What I'd really like to see though is experiments on whether you can few shot prompt an AI to in-context-learn a new language with any level of success.
I would argue effectiveness point.
It's certainly helpful, but has a tendency to go for very non idiomatic patterns (like using exceptions for control flow).
Plus, it has issues which I assume are the effect of reinforcement learning - it struggles with letting things crash and tends to silence things that should never fail silently.
I tried different LLMs with various languages so far: Python, C++, Julia, Elixir and JavaScript.
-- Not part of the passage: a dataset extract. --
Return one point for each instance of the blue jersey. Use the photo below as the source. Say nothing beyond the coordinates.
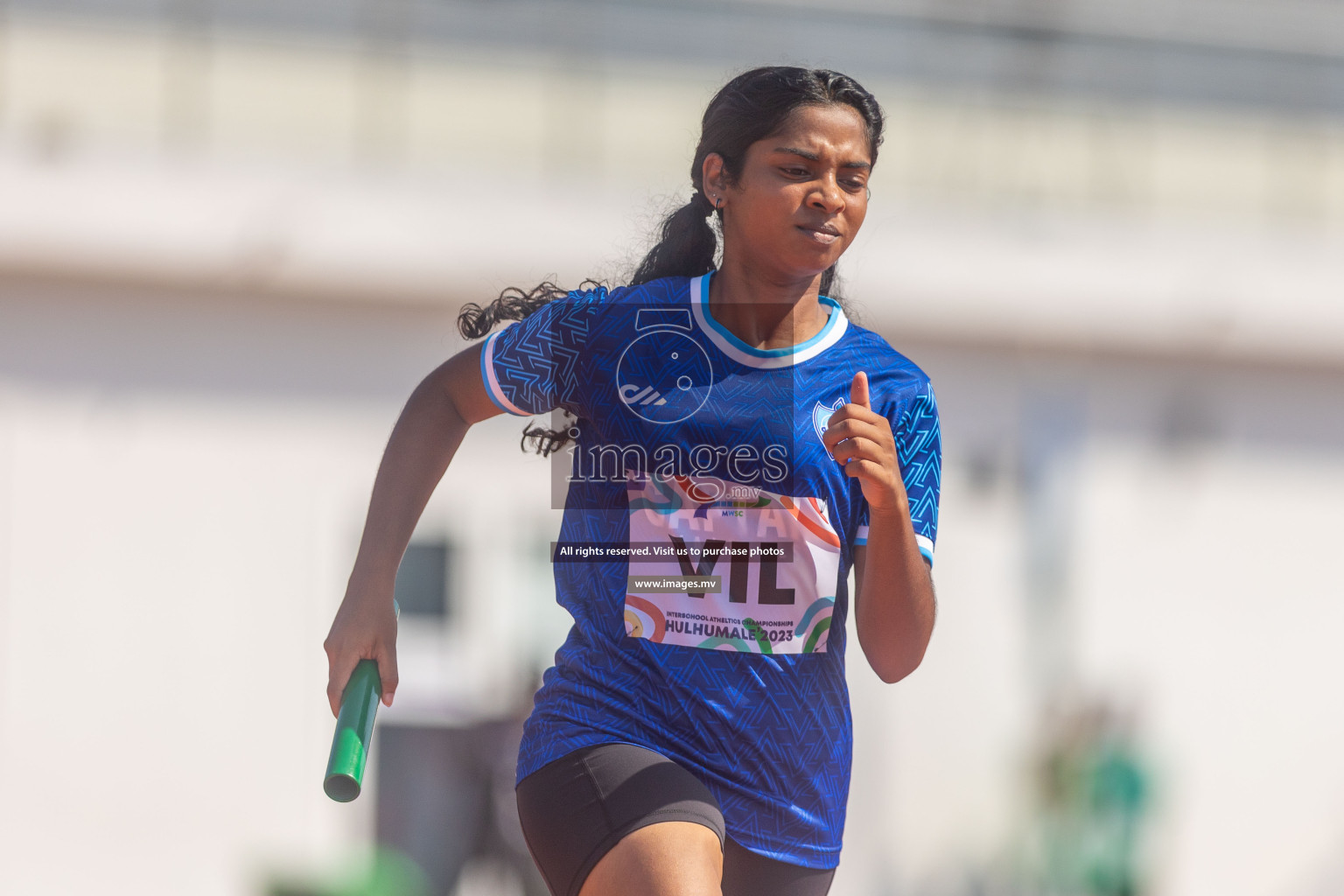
(706, 543)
The SOTA models come do a great job for all of them, but if I had to rank the capabilities for each language it would look like this:
JavaScript, Julia > Elixir > Python > C++
That's just a sample size of one, but I suspect, that for all but the most esoteric programming languages there is more than enough code in the training data.
You can accurately describe elixir syntax in a few paragraphs, and the semantics are pretty straightforward. I’d imagine doing complex supervision trees falls flat.
Unless that new language has truly esoteric concepts, it's trivial to pattern-match it to regular programming constructs (loops, functions, ...)
I gave a talk about this. Without evidence, I suspect it's due to the "poisoning" phenomenon, only a few examples (~250 IIRC) is enough to push the needle, seemingly independent of LLM parameter count. Elixir has some really high quality examples available so, there is likely a "positive poisoning" effect.